Jika dibandingkan dengan jumlah nasabah dan simpanan dari perbankan yang umum (konvensional) cenderung tidak meningkat (stagnan), maka masih sangat terbuka kemungkinan perbankan syari’ah untuk mendapatkan kenaikan jumlah nasabah maupun simpanan mereka. Aturan yang berlaku dalam perbankan syari’ah adalah adanya sistem bagi hasil yang tidak seberat jika kita mengikuti aturan dalam perbankan umum (konvensional) yang sering memberatkan kalangan pengusaha. Perbankan syari’ah menawarkan berbagai produk baik tabungan maupun yang lainnya. Sehingga harapan dari kalangan usaha kecil dan menengah untuk memperoleh modal untuk memajukan usaha mereka bisa terlaksana dengan baik. Perbankan syari’ah tidak memberikan pinjaman untuk kegiatan haram dan spekulasi.


























REFERENSI

Ali Mursid, 2004. “Aplikasi Kontrak dan Produk Bank Syari’ah”, Kertas Kerja Shariate
Banking Workshop, pada tanggal 11 April 2004.

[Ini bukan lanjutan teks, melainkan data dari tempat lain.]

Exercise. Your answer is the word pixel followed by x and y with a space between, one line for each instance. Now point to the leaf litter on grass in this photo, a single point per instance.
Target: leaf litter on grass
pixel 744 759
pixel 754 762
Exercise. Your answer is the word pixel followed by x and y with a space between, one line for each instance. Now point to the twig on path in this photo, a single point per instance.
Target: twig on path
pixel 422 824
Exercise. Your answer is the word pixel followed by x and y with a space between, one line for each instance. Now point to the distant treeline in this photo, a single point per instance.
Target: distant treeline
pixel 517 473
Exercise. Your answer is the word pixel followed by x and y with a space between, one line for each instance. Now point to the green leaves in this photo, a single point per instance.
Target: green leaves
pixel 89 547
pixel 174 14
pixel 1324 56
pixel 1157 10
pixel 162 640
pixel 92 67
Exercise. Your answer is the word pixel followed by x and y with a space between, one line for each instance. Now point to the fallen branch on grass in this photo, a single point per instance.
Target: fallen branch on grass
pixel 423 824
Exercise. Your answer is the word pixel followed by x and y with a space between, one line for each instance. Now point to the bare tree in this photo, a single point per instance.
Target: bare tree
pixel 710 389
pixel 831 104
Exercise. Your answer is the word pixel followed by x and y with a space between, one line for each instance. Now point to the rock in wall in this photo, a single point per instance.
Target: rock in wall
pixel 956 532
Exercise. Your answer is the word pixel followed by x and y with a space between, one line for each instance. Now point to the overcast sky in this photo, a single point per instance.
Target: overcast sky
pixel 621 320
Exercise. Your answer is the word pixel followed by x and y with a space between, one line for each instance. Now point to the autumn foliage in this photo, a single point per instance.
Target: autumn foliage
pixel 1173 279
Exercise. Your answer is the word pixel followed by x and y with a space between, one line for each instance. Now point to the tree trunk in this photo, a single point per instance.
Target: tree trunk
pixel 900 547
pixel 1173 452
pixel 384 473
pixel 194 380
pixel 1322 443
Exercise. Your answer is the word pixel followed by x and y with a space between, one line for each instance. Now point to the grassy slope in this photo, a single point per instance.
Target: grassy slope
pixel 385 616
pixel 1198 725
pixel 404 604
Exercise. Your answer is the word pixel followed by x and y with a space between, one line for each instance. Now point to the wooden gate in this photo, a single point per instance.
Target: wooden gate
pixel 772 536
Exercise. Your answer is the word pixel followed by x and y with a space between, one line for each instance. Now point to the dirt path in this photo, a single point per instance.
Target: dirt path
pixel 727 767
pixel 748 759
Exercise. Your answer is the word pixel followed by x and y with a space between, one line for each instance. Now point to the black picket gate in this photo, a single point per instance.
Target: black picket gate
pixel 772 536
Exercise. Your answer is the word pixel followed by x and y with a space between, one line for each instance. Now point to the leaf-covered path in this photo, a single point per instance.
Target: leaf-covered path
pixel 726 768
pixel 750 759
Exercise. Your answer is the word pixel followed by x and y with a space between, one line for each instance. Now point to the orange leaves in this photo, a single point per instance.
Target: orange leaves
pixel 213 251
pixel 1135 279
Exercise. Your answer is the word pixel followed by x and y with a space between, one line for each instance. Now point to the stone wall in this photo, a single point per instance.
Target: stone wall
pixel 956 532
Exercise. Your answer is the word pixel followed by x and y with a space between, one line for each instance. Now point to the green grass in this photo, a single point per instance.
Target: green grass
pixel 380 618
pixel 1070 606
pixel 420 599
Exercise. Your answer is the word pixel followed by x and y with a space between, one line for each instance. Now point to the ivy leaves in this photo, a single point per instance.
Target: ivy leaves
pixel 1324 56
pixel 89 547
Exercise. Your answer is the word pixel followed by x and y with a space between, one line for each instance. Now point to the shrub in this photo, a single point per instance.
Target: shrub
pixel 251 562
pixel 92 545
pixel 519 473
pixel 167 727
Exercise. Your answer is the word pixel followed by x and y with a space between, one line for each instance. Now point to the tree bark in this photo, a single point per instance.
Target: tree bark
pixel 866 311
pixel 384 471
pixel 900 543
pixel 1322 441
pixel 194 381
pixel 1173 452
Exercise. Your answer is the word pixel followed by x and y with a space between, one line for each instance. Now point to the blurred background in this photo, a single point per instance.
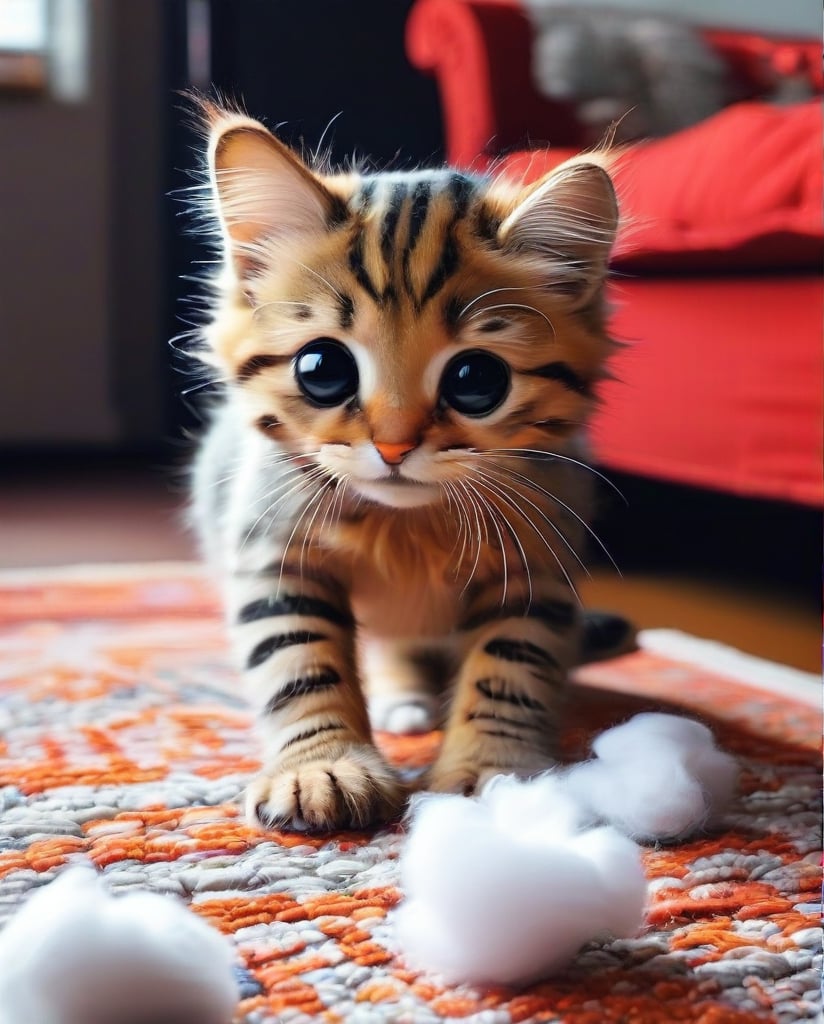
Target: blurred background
pixel 96 142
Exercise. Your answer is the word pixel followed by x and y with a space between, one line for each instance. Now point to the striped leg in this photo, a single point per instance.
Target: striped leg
pixel 508 695
pixel 320 767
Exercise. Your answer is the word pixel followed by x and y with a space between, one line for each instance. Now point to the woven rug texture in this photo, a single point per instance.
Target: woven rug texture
pixel 124 743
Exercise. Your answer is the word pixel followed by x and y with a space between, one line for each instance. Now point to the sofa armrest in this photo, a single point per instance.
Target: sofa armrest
pixel 480 53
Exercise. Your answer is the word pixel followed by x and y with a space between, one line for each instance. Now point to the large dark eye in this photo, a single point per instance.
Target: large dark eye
pixel 327 373
pixel 475 383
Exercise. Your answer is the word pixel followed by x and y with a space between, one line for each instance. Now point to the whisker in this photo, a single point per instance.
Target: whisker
pixel 513 532
pixel 492 291
pixel 549 547
pixel 531 483
pixel 515 305
pixel 530 453
pixel 493 521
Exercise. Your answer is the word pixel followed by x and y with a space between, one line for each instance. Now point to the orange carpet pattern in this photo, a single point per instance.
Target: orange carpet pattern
pixel 124 743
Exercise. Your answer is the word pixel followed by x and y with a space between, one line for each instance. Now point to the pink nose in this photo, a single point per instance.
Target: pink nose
pixel 393 454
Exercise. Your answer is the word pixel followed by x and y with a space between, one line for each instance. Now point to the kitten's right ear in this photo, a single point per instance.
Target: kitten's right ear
pixel 262 189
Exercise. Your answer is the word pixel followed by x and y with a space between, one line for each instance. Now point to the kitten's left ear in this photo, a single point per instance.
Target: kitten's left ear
pixel 568 222
pixel 262 189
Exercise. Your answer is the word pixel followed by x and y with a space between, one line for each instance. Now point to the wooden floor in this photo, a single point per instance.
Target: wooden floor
pixel 754 588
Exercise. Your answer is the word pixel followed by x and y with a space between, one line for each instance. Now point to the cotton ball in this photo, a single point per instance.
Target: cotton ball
pixel 491 900
pixel 655 777
pixel 75 954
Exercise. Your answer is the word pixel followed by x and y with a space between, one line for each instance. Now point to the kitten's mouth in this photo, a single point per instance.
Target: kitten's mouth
pixel 398 492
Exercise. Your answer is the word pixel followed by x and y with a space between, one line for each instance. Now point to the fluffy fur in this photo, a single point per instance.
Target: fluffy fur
pixel 74 954
pixel 389 546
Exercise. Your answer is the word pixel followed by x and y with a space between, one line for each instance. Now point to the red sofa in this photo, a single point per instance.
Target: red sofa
pixel 718 285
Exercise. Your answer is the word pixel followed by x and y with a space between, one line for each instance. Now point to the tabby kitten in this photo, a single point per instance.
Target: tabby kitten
pixel 391 488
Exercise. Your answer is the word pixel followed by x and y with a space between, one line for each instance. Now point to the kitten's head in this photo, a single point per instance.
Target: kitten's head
pixel 387 326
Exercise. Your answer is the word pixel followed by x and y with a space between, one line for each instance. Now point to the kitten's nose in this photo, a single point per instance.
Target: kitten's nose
pixel 393 455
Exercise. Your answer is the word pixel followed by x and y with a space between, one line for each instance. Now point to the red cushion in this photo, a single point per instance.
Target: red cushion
pixel 739 192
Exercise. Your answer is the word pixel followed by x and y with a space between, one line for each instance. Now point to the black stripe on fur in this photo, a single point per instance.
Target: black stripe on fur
pixel 565 375
pixel 521 651
pixel 497 689
pixel 324 679
pixel 267 647
pixel 255 364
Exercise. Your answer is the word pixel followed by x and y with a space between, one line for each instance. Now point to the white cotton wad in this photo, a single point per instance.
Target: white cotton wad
pixel 655 777
pixel 506 888
pixel 75 954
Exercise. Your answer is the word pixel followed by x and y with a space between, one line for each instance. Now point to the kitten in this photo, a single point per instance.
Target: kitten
pixel 391 488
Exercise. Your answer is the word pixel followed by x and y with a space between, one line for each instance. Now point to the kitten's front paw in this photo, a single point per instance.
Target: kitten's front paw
pixel 352 791
pixel 404 715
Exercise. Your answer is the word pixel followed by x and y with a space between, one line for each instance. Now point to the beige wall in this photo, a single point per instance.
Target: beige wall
pixel 73 227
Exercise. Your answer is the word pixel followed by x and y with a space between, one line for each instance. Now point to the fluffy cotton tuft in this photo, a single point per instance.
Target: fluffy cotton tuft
pixel 655 777
pixel 74 954
pixel 506 888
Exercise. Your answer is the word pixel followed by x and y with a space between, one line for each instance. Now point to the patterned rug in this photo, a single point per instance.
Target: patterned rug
pixel 123 744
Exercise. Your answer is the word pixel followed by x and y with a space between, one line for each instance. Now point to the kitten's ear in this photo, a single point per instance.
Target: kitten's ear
pixel 262 189
pixel 567 221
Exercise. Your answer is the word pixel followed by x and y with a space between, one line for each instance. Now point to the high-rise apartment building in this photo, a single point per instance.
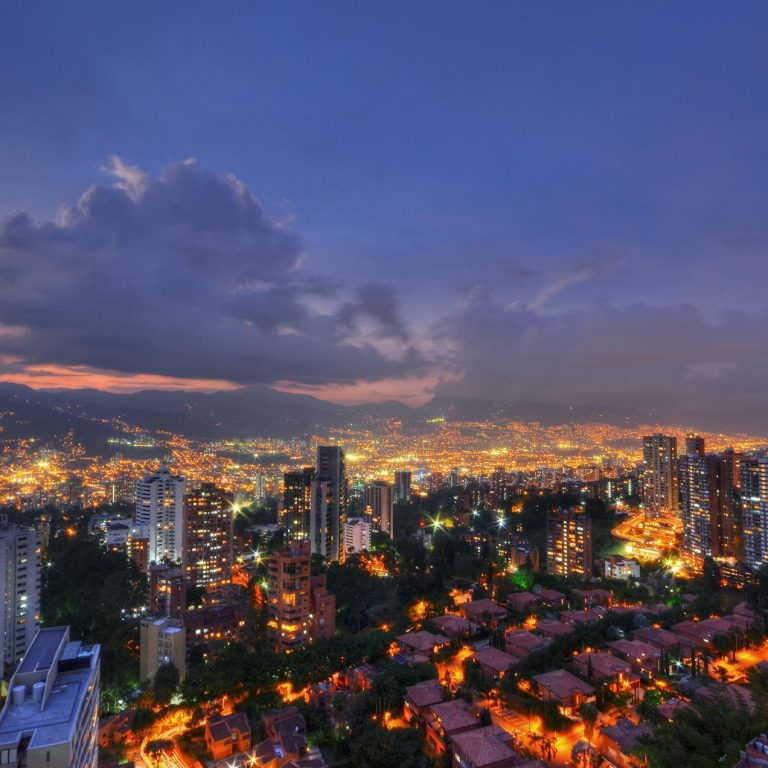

Karnaen Perwataatmaja dan M. Syafe’I Antonio, 1997, Apa dan Bagaimana Bank Islam,
Yogyakarta : PT Dana Bakhti Wakaf.
Karnaen Perwataatmaja, 1997. “Istiqomah dalam menjalankan Operasional Bank
Syari’ah”, Kertas Kerja Seminar Bank Syari’ah, pada tanggal 24 September
1997.
M. Syafe’I Antonio, 2000, Bank Islam : Teori dan Praktek, Jakarta : Gema Insani Press.
Mudrajad Kuncoro dan Suharjono, 2002, Manajemen Perbankan : Teori dan Aplikasi,
Edisi Pertama, Yogyakarta : BPFE
Muhamad, 2000, Lembaga Keuangan Umat Kontemporer, Yogyakarta : UII Press.
Muhamad, 2000, Teknik Perhitungan Bagi Hasil di Bank Syari’ah, Yogyakarta : UII
Press.
Muhamad, 2002, Manajemen Bank Syari’ah, Yogyakarta : UPP AMP YKPN.
Muhamad, 2004. “Prinsip Operasional Bank Syari’ah”, Kertas Kerja Shariate Banking
Workshop, pada tanggal 11 April 2004.